Thérapie et maladie

 

Préambule avant d’expliciter le concept thérapie / maladie ici développé :

On ne devient pas « psy » par hasard et le psychothérapeute choisit cette voie en fonction de son histoire et de sa propre expérience de vie. C’est sur cette marche qu’il appuie sa pratique et qu’il se propose d’aider l’autre. Pour ce qui concerne la maladie, il suffit de savoir que le choix d’accueillir et d’accompagner des personnes qui rencontrent la maladie, s’ancre dans la vie du thérapeute non comme un élément extérieur et théorique mais comme la conséquence d’une confrontation vécue de l’intérieur.
Pourquoi une approche spécifique de la maladie ? En premier lieu parce que tout le monde chez les « psy… » ne peut entendre ou prendre en charge un homme ou une femme affecté(e) par la maladie.
La plainte du corps, la souffrance réelle n’est pas réduite à une affection de l’âme (une psychosomatisation) ou d’un organe mais bien d’une atteinte de l’ensemble de la personne et c’est cela qu’il s’agit de prendre en compte dans le cadre d’un accompagnement quel qu’en soit le verdict vital posé par le monde médical.

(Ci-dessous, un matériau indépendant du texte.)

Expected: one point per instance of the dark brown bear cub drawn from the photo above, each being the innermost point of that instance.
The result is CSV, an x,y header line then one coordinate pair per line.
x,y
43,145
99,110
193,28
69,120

Le corps affecté, les mécanismes de défense sont naturellement sollicités pour contenir la peur, la panique, la souffrance morale de cette agression vécue injuste, impossible, une confrontation avec l’idée de sa propre mort.
Lorsque l’on reçoit quelqu’un en thérapie, cette personne arrive, dans la plupart des cas, avec une problématique, un questionnement. Or, une partie du travail de thérapeute consiste à entendre la demande « non dite » derrière la demande « exprimée ». Il en est de même quand le consultant vient pour un problème de maladie. Que met-il dans cette maladie ? Et que met le thérapeute aussi dans cette maladie ? Qu’en font ils l’un et l’autre ?
Partons du cancer. Beaucoup de gens atteints de cette maladie se posent ces questions : « Pourquoi moi ? Qu’est ce que j’ai fait pour mériter ça ? ». Ce sont des questions entendues fréquemment. Des questions qui appellent des émotions : culpabilité (qu’ai-je fait, que n’ai-je pas fait ?) de la colère, du déni (ce n’est pas possible), « qu’ai-je fait pour mériter ça ? » : c’est un bon début pour entamer un travail de recherche sur soi.
En effet, ces phrases laissent entendre que le cancer serait une punition, une injuste punition. Soit, essayons cette direction et posons nous la question suivante : Pourquoi vient à l’esprit le mot « mériter », ce mot qui a pour première définition dans plusieurs dictionnaires « être digne de » ? Si on prend la peine de décortiquer juste un peu cette phrase, cela voudrait-il donc dire que « je suis digne d’avoir un cancer » ? Bizarre. Bizarre et dérangeant. Et, forcément, vu comme ça, cela change la donne et prête à réfléchir sur cette phrase si souvent prononcée. C’est donc un début de piste qui nous dirige vers un paradoxe. Le paradoxe est le compagnon du travail thérapeutique, il se retrouve presque dans chaque nouveau mot prononcé, chaque phrase, chaque sujet abordé.
En restant dans le paradoxe, on peut aussi réfléchir aux bénéfices secondaires liés à la maladie. Bien sûr, annoncé de cette façon, cela semble agressif et peut être difficile à entendre. Mais, si l’on fait l’effort d’y réfléchir, finalement, on trouve des avantages à être malade.
Le corps médical prend en charge la personne atteinte et, souvent, l’infantilise pour mieux la guérir. Le patient est ainsi dépossédé d’une partie de son affection. L’urgence est de s’attaquer de manière chirurgicale et médicale à la tumeur, à ce cancer dont il faut se débarrasser à tout prix, alors, ceci posé, quelle serait l’utilité d’un travail thérapeutique ? Pourquoi, en plus de souffrir, de supporter des ablations, des amputations, des traitements agressifs, de vomir, de perdre ses cheveux, de vieillir de 20 ans en 6 mois, pourquoi devrait-on, en plus, se faire subir une torture supplémentaire en recherchant dans sa psyché l’éventuelle origine de ce  cancer ?
Pour aider à la guérison, peut-être. Non à l’encontre, mais, au contraire, à l’unisson du corps médical. Le travail thérapeutique est bâti sur ces mises en lien. Il vise à unifier le corps et la psyché par une voie qui, s’accommodant de la tentation de la mort, s’oriente vers un chemin de vie.